Screen capture of the Patch module after patching a neuron in a mouse cochlear nucleus brain slice. In this image, approximately 40 s have passed since the membrane was ruptured to begin whole-cell recording. This data was acquired using only an NI-6259 acquisition board and a MultiClamp 700A amplifier. (A) Plots showing the voltage clamp recording and command waveform. This data is used by the module to determine the membrane properties shown at center-left (input resistance, access resistance, etc.). (B) Plot showing history of input resistance over the last 80 s. Maximum seal resistance and time of break-in are both recorded in this data.

Figure 6

Screen capture of the Mosaic Editor analysis module showing reconstruction and atlas registration of a mouse cochlear nucleus brain slice imaged under a 5× microscope objective.

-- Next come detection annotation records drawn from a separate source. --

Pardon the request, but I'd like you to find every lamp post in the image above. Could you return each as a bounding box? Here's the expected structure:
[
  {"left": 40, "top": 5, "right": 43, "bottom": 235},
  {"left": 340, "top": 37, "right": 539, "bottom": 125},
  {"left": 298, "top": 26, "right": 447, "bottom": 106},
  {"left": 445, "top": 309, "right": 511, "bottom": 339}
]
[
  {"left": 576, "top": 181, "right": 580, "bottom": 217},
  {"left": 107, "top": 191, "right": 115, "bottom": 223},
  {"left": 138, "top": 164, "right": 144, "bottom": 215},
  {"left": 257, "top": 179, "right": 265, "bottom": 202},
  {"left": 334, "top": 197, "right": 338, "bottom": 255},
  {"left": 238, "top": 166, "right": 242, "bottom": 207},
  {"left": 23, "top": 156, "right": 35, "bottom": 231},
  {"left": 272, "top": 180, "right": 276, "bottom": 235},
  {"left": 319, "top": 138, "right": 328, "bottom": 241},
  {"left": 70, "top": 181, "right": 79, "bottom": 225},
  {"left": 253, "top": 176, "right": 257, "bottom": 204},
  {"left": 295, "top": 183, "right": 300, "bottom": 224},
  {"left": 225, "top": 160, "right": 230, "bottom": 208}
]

Although the Mosaic Editor is most commonly used to simply reconstruct image mosaics, the analysis shown here is a step in registration of the data taken during the experiment to a 3D atlas of the nucleus. The images were collected with a Photometrics Quantix-57 camera and Zeiss Axioskop 2 FS microscope mounted on a manual translation stage. Positioning information was generated from a custom set of rotary optical encoders driven by the stage micrometers. (A) Volumetric rendering of a 3D atlas of the mouse cochlear nucleus. The white rectangle indicates the region of the nucleus from which the brain slice was taken, as determined by photos taken during the slicing procedure. This is used to create a digital slice of the 3D atlas, which is overlaid on (B) an automatically-reconstructed mosaic of several tiled photos of the brain slice.

Figure 7

Screen capture of the Photostim analysis module, processing laser-scanning photostimulation mapping using glutamate uncaging (300 μM MNI-glutamate) data from a mouse cochlear nucleus brain slice experiment. The hardware used to collect the data for this experiment is described in Figure 3. A Q-switched 355 nm DPSS laser was projected through scan mirrors to uncage glutamate at locations on the slice indicated by the displayed map results. (A) Analyzed results from a photostimulation map overlaid on images of the brain slice used in this experiment. Brightly colored circles indicate that a strong synaptic response was detected in the patched cell when the spot was photostimulated, whereas transparent circles indicate that no response was detected. (B) Plot of data from a single photostimulation recording. The traces in blue indicate the amplitude and time course of the evoked synaptic currents. (C) A diagnostic plot showing the same data at an intermediate filtering stage in which the onset of synaptic events has been detected.